The Defenders team is filling out on Netflix. The first full season of Marvel's Luke Cage drops on Sept. 30 and gives the unbreakable man audiences met in Jessica Jones his star vehicle. Mike Colter reprises his role from the superhero detective series. In Season 1 of Luke Cage, Jessica's former fling and bartender will become a full-fledged vigilante hero himself when duty calls from his old neighborhood. The Hunger Games actor Mahershala Ali is Cage's nemesis, a powerful Harlem gangster named Cornell "Cottonmouth" Stokes. He's protected by Alfre Woodard's character, who holds a different kind of influence. Mariah Dillard is a politician with an agenda on Marvel's Luke Cage.
When Marvel broke the news of Woodard's casting, they described Mariah in Season 1 as someone "who is looking to bring a new era of change to the streets she grew up on." And though you probably remember her playing a small role in Captain America: Civil War, that grieving mother character is not the same woman Woodard is playing in this separate Marvel property. Confusing, I know. Anyway, neither Mariah or Cottonmouth could have possibly anticipated an antagonist with impenetrable skin or super strength, so expect Luke Cage to crush (or at least derail) a few of their plans. It should be noted that there's not only a business partnership between the politician and the criminal; Mariah and Cottonmouth are family. She's his cousin. The release goes on to say that Mariah's "personal life and professional career are thrown into turmoil" as the season unfolds.
Like Luke Cage himself, this 2016 TV version of Mariah Dillard has roots in Marvel comic books. Woodard's character is loosely based on Black Mariah, a nemesis of the hero who made her debut in 1973. In the Luke Cage comics, Mariah isn't as outwardly respectable as she in the series. This Mariah isn't in politics. She shows up first as the head of the Rat Pack, a team of small-time crooks who steal the valuables off of dead bodies. Eventually, she moves up in the criminal world and becomes the main distributor for a trendy and dangerous drug called Acid Z. Luke Cage dismantles her drug empire with the help of Iron Fist. (Incidentally, Iron Fist is getting his own Netflix series in 2017 and will be a part of the Defenders spin-off with Luke Cage and Jessica Jones too.)
Black Mariah is back in more ways than one this year. Woodard will bring her Oscar-nominated gravitas to the role on television; and back in the spring, Black Mariah resurfaced in the first issue of the rebooted Power Man And Iron Fist comics series. ("Power Man" is Luke Cage's crime-fighting name, FYI.) Mariah and her associate White Jennie convince the heroes to "return" a powerful gemstone necklace to them, by claiming that it's an heirloom passed down through Mariah's family. Really, it's a tool they need to begin their takeover of the criminal empire belonging to a boss named Tombstone.
In an interview with IGN, Woodard explained how Luke Cage would make reference to her character's loaded comic book nickname. "It is old schoolyard poop between cousins," Woodard says.

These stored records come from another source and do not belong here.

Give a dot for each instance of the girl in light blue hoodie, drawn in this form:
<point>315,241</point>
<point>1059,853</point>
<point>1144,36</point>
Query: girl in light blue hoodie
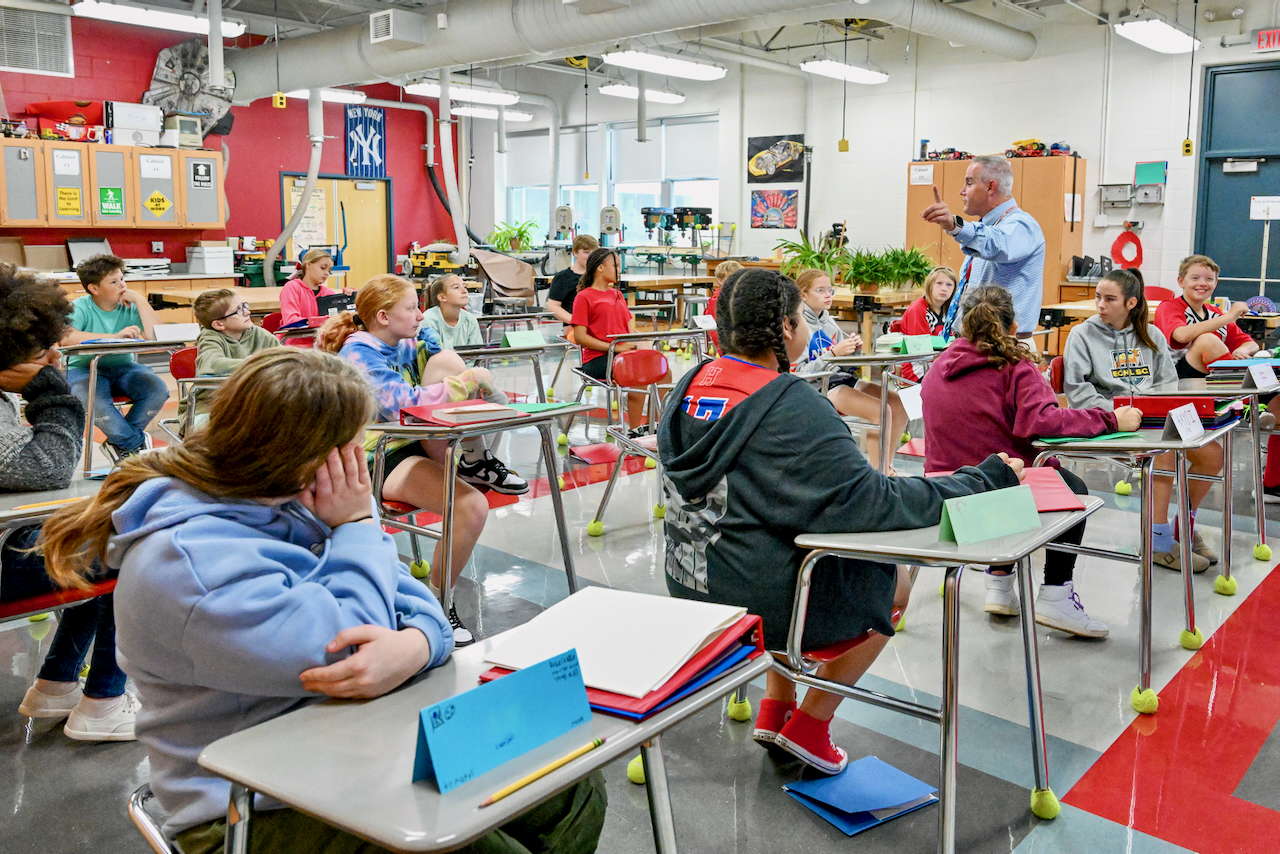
<point>254,579</point>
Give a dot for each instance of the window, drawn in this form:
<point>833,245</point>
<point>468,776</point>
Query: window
<point>529,202</point>
<point>630,199</point>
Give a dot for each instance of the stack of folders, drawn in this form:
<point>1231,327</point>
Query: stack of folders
<point>639,653</point>
<point>1212,414</point>
<point>1232,371</point>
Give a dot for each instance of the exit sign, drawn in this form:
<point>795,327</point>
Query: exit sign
<point>1266,40</point>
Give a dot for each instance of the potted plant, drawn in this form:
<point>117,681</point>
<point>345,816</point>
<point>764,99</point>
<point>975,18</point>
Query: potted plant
<point>517,236</point>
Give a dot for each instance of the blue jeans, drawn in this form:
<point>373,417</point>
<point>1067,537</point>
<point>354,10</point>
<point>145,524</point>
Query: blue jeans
<point>132,380</point>
<point>22,575</point>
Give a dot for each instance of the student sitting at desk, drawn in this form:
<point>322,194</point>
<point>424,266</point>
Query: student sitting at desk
<point>227,338</point>
<point>1201,333</point>
<point>850,394</point>
<point>741,483</point>
<point>255,580</point>
<point>448,316</point>
<point>112,310</point>
<point>298,295</point>
<point>983,394</point>
<point>406,368</point>
<point>600,313</point>
<point>560,297</point>
<point>1112,355</point>
<point>36,459</point>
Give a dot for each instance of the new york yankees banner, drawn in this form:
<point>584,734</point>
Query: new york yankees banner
<point>366,141</point>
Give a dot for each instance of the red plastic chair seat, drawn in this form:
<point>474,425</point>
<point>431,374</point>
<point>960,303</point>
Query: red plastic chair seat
<point>51,601</point>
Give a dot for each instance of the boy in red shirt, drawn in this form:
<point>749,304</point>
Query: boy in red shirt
<point>1198,333</point>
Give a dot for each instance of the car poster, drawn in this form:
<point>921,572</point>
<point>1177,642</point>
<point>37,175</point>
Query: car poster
<point>775,160</point>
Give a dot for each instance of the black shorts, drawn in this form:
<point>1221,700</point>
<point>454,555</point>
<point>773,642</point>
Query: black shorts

In other words, Cottonmouth will call her "Black Mariah" and Ms. Dillard will not be amused. She also delved into the adult relationship between these two characters and how Mariah can rationalize and even support Cottonmouth's deeds. She said:
We learn how to love and how to fight in families. And how to create together, and so I think it paints a very realistic picture that a politician on the up-and-up has in their family a successful businessman, who steps in and out of the gray areas. But you don’t divorce them...And what is morally centered? That depends on the person that’s looking.
Something tells me the gray areas in this series will be many. See how Mariah Dillard negotiates them when Luke Cage premieres this Friday.